The conference was sponsored by Federal Reserve Bank of St. Louis; Washington University's Weidenbaum Center on the Economy, Government and Public Policy; and the university's International Center for Advanced Renewable Energy and Sustainability. Presentations and discussions on the profitability of corn ethanol processing, the costs and benefits of corn ethanol as a fuel source, the impact of the ethanol boom on rural America, and the future of biofuels were the focus of the conference.

"Ethanol is an important part of America's balanced energy sector and needs to play a bigger part if we are to reduce our dependence on foreign oil with a fuel source that is home-grown and renewable," Tolman said. "At this time of economic crisis, U.S. ethanol production supports jobs and communities in rural America while boosting our nation's gross domestic product and paying its share of taxes to fund important government programs."

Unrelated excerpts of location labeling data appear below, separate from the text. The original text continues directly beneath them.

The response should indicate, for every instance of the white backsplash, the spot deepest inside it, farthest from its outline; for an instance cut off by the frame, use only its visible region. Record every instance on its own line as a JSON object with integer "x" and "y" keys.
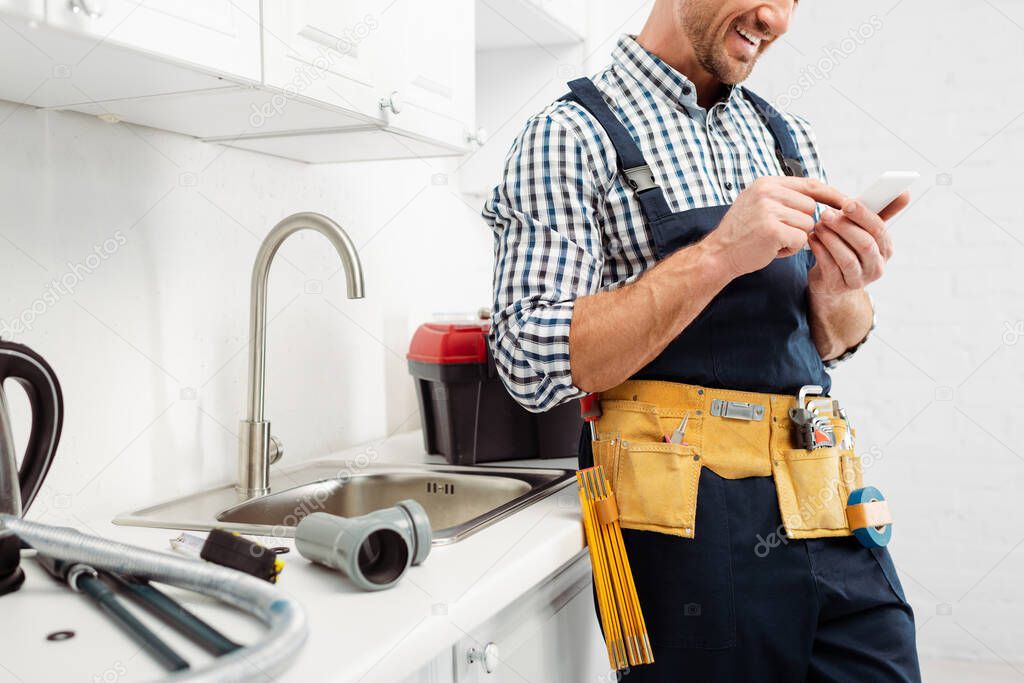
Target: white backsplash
{"x": 126, "y": 256}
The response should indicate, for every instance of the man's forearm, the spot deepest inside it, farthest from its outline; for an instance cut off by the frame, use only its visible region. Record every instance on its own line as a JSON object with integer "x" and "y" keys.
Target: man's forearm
{"x": 615, "y": 333}
{"x": 839, "y": 322}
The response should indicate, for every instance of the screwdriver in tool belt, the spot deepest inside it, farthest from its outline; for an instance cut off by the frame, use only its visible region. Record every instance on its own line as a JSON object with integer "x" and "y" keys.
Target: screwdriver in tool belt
{"x": 677, "y": 436}
{"x": 590, "y": 409}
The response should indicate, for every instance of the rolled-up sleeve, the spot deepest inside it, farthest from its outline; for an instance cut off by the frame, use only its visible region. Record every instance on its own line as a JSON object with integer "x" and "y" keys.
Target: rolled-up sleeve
{"x": 548, "y": 252}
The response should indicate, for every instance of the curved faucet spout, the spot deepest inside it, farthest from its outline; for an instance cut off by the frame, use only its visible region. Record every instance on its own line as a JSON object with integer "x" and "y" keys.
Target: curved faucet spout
{"x": 254, "y": 444}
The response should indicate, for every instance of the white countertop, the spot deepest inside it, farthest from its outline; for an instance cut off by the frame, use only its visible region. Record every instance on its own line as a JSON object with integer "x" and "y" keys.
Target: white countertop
{"x": 353, "y": 636}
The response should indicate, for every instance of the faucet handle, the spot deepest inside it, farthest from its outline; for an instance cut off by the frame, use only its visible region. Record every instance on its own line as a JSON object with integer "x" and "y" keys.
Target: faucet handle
{"x": 276, "y": 450}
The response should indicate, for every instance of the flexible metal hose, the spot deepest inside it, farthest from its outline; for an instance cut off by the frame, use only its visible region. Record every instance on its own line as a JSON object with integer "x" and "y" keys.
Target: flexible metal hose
{"x": 283, "y": 615}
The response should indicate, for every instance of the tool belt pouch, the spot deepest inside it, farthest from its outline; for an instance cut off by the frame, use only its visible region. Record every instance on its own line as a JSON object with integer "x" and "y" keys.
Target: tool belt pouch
{"x": 655, "y": 483}
{"x": 813, "y": 484}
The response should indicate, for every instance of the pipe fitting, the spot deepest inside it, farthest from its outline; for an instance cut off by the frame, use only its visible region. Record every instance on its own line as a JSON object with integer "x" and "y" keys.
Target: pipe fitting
{"x": 373, "y": 550}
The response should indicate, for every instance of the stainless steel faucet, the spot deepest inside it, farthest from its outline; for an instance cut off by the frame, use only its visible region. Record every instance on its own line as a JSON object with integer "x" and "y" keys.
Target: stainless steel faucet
{"x": 257, "y": 449}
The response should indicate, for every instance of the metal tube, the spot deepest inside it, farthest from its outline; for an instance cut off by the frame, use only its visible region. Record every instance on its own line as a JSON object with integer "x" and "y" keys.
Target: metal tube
{"x": 174, "y": 614}
{"x": 10, "y": 486}
{"x": 283, "y": 615}
{"x": 83, "y": 578}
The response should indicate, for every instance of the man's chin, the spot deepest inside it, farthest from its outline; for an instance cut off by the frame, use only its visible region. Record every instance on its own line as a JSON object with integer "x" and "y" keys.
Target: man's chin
{"x": 733, "y": 72}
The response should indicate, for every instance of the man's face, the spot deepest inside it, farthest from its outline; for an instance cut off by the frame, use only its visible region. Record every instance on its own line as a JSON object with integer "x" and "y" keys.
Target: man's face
{"x": 728, "y": 36}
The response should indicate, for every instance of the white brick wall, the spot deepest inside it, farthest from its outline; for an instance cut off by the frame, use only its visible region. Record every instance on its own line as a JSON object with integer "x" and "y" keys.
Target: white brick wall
{"x": 935, "y": 88}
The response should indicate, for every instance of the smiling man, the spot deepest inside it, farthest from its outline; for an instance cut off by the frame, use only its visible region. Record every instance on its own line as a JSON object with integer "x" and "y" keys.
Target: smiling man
{"x": 666, "y": 239}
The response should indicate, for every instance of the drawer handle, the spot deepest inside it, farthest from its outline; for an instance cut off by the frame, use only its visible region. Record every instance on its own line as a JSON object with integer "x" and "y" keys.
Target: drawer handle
{"x": 94, "y": 9}
{"x": 392, "y": 102}
{"x": 486, "y": 656}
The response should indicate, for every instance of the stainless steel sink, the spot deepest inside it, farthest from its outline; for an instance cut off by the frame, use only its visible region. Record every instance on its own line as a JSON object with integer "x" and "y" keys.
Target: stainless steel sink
{"x": 459, "y": 501}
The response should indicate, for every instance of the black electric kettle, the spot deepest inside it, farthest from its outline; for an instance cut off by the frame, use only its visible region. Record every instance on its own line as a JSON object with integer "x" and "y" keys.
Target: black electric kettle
{"x": 22, "y": 365}
{"x": 18, "y": 485}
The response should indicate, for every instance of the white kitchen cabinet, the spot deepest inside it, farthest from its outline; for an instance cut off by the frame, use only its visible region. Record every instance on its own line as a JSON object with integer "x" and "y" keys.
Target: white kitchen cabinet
{"x": 309, "y": 80}
{"x": 550, "y": 635}
{"x": 330, "y": 52}
{"x": 35, "y": 9}
{"x": 216, "y": 36}
{"x": 397, "y": 75}
{"x": 119, "y": 49}
{"x": 434, "y": 71}
{"x": 513, "y": 24}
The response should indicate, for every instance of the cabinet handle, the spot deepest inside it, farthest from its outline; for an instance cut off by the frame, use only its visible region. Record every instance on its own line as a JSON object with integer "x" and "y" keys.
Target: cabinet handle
{"x": 392, "y": 102}
{"x": 94, "y": 9}
{"x": 478, "y": 137}
{"x": 487, "y": 656}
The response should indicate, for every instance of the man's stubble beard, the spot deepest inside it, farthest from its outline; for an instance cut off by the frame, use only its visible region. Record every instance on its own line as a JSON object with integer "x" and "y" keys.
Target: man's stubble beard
{"x": 696, "y": 25}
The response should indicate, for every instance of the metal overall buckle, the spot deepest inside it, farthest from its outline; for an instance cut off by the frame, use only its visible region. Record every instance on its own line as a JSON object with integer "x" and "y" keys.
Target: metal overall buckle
{"x": 812, "y": 430}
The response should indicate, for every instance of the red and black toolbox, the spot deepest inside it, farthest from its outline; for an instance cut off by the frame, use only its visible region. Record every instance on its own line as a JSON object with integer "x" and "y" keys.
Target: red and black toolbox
{"x": 468, "y": 415}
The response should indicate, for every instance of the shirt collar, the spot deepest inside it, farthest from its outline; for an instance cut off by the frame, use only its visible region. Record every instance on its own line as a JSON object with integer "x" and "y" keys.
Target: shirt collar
{"x": 656, "y": 77}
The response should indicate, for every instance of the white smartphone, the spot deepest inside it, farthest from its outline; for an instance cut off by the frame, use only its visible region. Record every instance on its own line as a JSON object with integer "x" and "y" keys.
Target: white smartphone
{"x": 887, "y": 187}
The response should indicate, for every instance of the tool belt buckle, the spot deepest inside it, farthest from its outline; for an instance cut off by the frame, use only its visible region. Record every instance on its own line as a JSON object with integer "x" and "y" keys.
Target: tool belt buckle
{"x": 736, "y": 410}
{"x": 812, "y": 431}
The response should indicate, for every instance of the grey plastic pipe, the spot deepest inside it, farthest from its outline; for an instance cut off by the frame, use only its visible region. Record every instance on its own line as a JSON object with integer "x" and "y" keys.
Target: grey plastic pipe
{"x": 373, "y": 550}
{"x": 284, "y": 616}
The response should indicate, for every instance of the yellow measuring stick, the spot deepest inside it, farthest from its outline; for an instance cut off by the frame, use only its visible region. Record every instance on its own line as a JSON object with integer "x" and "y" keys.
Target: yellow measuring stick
{"x": 622, "y": 620}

Tolman made a presentation on increased efficiency, reduced land impact and technology in today's corn farming.

"We're seeing great strides being made in corn production, thanks in great part to technology," Tolman said. "While we are growing corn on about the same acreage as back in the 1940s, we've seen production more than quadruple. Back then, you would have needed a farm the size of Texas, Louisiana and New Mexico to grow that much corn."